JVx isn't a JavaScript framework or library because it supports every platform with maximum power. This means that a desktop application runs as standalone application on your desktop computer with full access to connected hardware. A HTML5 application runs in a web browser and has limited access to the device but you have full css features and websockets. If your application runs on mobile devices, simply use all available hardware features and gesture support.
All the platform/device/technology specific problems were solved in JVx and a developer simply has a standard API to create applications. If the standard API isn't enough, it's easily possible to access the technology features without limitations. JVx encapsulates but doesn't hide anything.
With JVx you can code desktop applications, browser based HTML5 applications or native mobile applications without know-how of every platform/device/hardware.
I guess it's time for facts and some screenshots should clarify what I mean.
All screenshots show the same application (same source code) with different UI technologies and on different devices.
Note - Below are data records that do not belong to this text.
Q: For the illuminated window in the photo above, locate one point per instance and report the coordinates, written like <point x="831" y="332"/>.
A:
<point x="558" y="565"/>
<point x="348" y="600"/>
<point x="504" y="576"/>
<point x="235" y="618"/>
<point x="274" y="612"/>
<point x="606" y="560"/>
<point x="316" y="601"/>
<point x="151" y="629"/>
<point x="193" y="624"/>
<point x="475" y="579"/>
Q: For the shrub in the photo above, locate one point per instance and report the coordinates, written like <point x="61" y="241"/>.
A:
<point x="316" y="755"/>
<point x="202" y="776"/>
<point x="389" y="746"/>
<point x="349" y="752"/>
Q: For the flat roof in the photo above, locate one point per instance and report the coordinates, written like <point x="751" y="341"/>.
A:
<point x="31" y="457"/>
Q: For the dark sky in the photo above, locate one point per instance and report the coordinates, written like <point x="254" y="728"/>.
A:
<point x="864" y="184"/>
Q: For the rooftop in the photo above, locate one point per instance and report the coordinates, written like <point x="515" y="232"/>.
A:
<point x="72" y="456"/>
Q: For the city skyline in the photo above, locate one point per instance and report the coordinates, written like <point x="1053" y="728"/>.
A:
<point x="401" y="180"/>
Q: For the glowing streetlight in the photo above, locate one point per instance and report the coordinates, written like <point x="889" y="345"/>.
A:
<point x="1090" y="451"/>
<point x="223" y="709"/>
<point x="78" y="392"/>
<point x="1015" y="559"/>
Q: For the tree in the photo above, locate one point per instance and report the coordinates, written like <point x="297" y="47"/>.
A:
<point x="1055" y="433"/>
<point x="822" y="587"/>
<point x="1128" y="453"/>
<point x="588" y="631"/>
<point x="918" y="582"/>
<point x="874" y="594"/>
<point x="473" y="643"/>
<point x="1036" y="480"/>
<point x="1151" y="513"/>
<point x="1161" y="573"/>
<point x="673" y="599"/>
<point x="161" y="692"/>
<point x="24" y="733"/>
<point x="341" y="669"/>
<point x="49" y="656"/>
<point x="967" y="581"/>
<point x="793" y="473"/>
We have UI implementations for vaadin, JavaFX, Swing. We have different application styles because the application shouldn't look like a desktop application, on mobile devices or in your browser (but it's possible).
The application style itself is fully customizable and it's only one possible implementation. It's not a problem to change it or create a new one from scratch. We've defined that our standard applications have a menu, a toolbar a content are (for screens) and an authentication mechanism (login).
If you compare the vaadinUI with Swing or JavaFX UI, you'll see that the vaadin style has a completely different menu. There's also a legacy mode which shows windows for every screen, but this style isn't the preferred one. Sure, sometimes this style makes sense but it's not very user-friendly. If you have an application with few screens, a simple menu would be useful and if your application has many screens, the corporate style could be better because it has a menubar and a sidepane for quick navitation.
The mobile variant is our latest style and it's really different. You won't use apps in MDI style. Sure, we have this style but it's ugly. We like hamburger menus as shown in the screenshots.
JVx is very fast, flexible and powerful. Don't waste time for platform problems, simply implement your requirements by using JVx.